上記の 「十戒」 だけではなく、「天地創造」 だとか 「ソロモンとシバの女王」、「サムソンとデリラ」 といったスペクタクル映画を観ていれば、ひとりでに聖書の知識が身についてしまう。
新約聖書でも 「偉大な生涯の物語」、「奇跡の丘」、「ベン・ハー」、「ジーザス・クライスト・スーパースター (!?)」 など映画化されたものが目白押し。

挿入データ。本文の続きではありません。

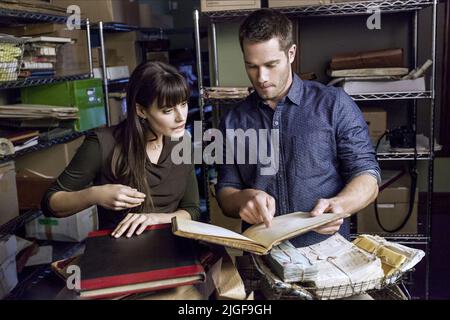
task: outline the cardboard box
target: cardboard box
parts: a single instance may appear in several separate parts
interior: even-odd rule
[[[147,61],[161,61],[169,63],[169,52],[167,51],[157,51],[157,52],[147,52]]]
[[[331,0],[269,0],[269,8],[319,6],[330,3]]]
[[[17,238],[15,235],[8,235],[0,240],[0,263],[5,262],[8,258],[16,257],[17,254]]]
[[[40,217],[25,226],[27,238],[80,242],[98,229],[97,206],[89,207],[66,218]]]
[[[67,8],[76,4],[81,9],[82,18],[89,18],[91,23],[119,22],[130,25],[139,23],[139,4],[132,0],[53,0],[53,4]]]
[[[109,95],[109,112],[112,126],[126,119],[127,101],[125,93],[113,93]]]
[[[106,78],[108,80],[124,79],[130,76],[128,66],[117,66],[106,68]],[[103,79],[103,71],[101,68],[94,68],[94,78]]]
[[[14,162],[0,164],[0,226],[19,215]]]
[[[372,144],[376,145],[378,139],[387,128],[387,113],[385,110],[376,107],[361,108],[364,119],[369,126],[369,136]]]
[[[0,264],[0,299],[6,297],[18,282],[16,257],[12,256]]]
[[[139,2],[139,27],[153,28],[154,21],[152,19],[153,11],[149,3]]]
[[[26,154],[16,160],[18,173],[34,172],[42,177],[57,178],[67,167],[84,141],[84,136],[51,148]]]
[[[108,67],[128,66],[132,72],[142,62],[139,32],[118,32],[105,34],[105,55]]]
[[[377,208],[381,224],[392,230],[400,226],[409,209],[409,176],[404,176],[384,189],[377,198]],[[415,193],[414,207],[407,224],[397,233],[417,234],[418,191]],[[379,226],[373,204],[357,215],[358,233],[385,233]]]
[[[20,210],[40,209],[42,197],[55,180],[33,172],[18,172],[16,181]]]
[[[243,10],[261,8],[260,0],[201,0],[200,8],[202,12]]]
[[[10,235],[0,240],[0,299],[17,285],[16,254],[16,236]]]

娯楽小説として、あるいはもうすこしまじめに、おごりや堕落に対して自省を促す教訓的な本として読むと、聖書はそれなり役にたつ本だと思うけど、最近この本に書かれたことを、一字一句そのまま、本当にあった話と解釈している人たちがいることに驚いた。
いわゆるキリスト教から派生した新興宗教にこのテの人が多いようだ。
聖書の原作者たちも地下で苦笑しているんじゃあるまいか。

そんなこととは別に、わたしが学生のころ読んだ阿部知二訳の 「白鯨」 の中に、(正確にはおぼえてないんだけど) こんな詩が引用されていて、その韻律の美しさに意味もわからないまま口ずさんでいたことがある。
 あら海のうずまくかなた いろも濃きみどりのいろに
 うるわしの野は広がれり
 ヨルダンの谷はさわげど なつかしのカナーンは見ゆれ

これは聖書の 「出エジプト記」 からの引用であるらしいと、「十戒」 を観て思い出した。

添付[したのは、紅海がまっぷたつに割れる直前のヘストン扮するモーゼで、いよっ、千両役者って声がとぶところ。